The Ministry of Health said it provided information from the New Zealand Health Survey to support the study, including information about hazardous drinking based on the Alcohol Use Disorders Identification test question set developed by the World Health Organization and asked as part of the Health Survey.
Meanwhile, additional analysis from the New Zealand Drug Foundation released last month showed deaths by alcohol overdose have increased from 17 in 2019 to 42 in 2021.
Stats NZ’s alcohol consumption data splits the spirits category by either containing more than or less than 23 per cent alcohol.

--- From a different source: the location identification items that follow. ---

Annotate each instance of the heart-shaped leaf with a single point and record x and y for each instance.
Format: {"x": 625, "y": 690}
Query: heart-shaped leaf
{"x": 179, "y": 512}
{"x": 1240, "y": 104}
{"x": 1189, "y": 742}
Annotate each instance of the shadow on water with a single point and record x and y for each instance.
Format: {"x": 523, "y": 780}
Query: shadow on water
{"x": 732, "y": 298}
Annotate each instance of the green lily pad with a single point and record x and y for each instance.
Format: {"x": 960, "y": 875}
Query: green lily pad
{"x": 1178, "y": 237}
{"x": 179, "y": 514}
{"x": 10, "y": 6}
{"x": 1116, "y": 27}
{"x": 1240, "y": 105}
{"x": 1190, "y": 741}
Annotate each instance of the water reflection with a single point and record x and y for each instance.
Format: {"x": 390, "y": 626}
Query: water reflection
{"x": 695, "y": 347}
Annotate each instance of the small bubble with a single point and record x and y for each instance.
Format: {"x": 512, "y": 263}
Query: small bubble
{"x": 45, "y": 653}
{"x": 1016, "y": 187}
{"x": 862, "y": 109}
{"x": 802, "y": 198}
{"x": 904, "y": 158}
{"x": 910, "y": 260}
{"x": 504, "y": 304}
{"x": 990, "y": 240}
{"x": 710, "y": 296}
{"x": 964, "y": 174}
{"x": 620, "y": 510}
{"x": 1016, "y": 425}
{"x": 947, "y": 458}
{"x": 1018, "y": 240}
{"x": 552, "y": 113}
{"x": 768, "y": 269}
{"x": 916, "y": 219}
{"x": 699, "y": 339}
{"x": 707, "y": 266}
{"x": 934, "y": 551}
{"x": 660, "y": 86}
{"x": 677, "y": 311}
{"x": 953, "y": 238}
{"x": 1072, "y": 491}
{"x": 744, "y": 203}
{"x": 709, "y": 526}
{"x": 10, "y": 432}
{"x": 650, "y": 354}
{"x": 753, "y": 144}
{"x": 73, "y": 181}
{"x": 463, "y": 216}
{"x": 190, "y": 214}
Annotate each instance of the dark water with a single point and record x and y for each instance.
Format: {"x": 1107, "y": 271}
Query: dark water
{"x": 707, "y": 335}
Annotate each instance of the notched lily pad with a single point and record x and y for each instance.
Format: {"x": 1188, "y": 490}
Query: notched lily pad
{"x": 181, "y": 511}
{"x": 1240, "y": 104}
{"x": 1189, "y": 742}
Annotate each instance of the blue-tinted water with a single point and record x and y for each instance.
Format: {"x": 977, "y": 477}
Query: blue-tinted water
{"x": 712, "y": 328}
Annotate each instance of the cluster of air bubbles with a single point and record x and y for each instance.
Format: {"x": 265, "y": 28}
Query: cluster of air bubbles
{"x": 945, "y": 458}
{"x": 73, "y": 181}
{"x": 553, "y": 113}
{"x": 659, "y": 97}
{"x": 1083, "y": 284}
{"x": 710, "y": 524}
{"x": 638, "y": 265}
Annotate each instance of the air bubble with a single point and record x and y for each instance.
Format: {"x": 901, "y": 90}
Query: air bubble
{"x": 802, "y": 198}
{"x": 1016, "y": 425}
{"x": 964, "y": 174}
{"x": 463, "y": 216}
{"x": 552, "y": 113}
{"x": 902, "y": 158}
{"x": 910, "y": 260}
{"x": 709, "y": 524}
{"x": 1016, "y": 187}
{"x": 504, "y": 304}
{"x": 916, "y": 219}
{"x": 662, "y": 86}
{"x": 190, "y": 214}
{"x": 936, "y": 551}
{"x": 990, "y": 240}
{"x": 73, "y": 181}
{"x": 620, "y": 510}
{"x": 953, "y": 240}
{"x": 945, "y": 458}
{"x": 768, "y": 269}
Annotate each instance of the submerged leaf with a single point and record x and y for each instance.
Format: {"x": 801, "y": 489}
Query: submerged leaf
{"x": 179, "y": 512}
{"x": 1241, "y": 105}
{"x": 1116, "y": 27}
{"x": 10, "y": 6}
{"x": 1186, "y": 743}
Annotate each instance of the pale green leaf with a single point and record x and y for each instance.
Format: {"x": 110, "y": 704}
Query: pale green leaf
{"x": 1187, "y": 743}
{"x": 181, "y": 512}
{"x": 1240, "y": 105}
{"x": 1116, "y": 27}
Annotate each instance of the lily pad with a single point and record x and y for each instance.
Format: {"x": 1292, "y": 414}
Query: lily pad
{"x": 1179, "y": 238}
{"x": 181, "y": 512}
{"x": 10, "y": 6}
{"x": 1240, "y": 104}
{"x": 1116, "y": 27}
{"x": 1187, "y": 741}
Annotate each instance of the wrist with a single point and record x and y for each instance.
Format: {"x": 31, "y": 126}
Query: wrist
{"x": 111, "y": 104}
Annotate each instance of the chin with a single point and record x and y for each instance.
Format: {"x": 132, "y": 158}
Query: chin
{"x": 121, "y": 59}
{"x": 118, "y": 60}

The “spirits containing not more than 23 per cent alcohol” category, which includes spirit-based drinks like RTDs, has shot up since the mid-90s when around 2.5 million litres was available to 85.5m litres in the latest data.
Jackson said the data on spirit availability indicated an increase in RTD consumption driven by targeted marketing, especially through digital media and music festivals.
“The industry has evolved to using a health halo around their RTDs. RTDs had that bad reputation of being totally sugar-laden.
“Now they’re trying to market them as being this low-sugar alternative and there has been a real growth in that market.”
Jackson said strong policies were needed for meaningful reductions in alcohol consumption in New Zealand, including addressing the low price of alcohol, reducing availability and restricting alcohol advertising.
“I want to see those numbers come down, and substantially.”
Green MP Chloe Swarbrick, who drafted the Alcohol Harm Minimisation Bill introduced in June, was dissatisfied with the granularity of data on alcohol consumption, noting a lack of contextual evidence of the proliferation of on- and particularly off-licences over the past 15 years.
In September Alcohol Healthwatch delivered a 6000-signature petition to Parliament, urging MPs to pass Swarbrick’s private members bill.
The following month the government announced plans to help councils set rules for alcohol sales in their own neighbourhoods, as the first move in a series of planned reforms.
Swarbrick’s bill has two measures: ban alcohol advertising and sponsorship for broadcast sports, and block appeals of councils’ local alcohol policies.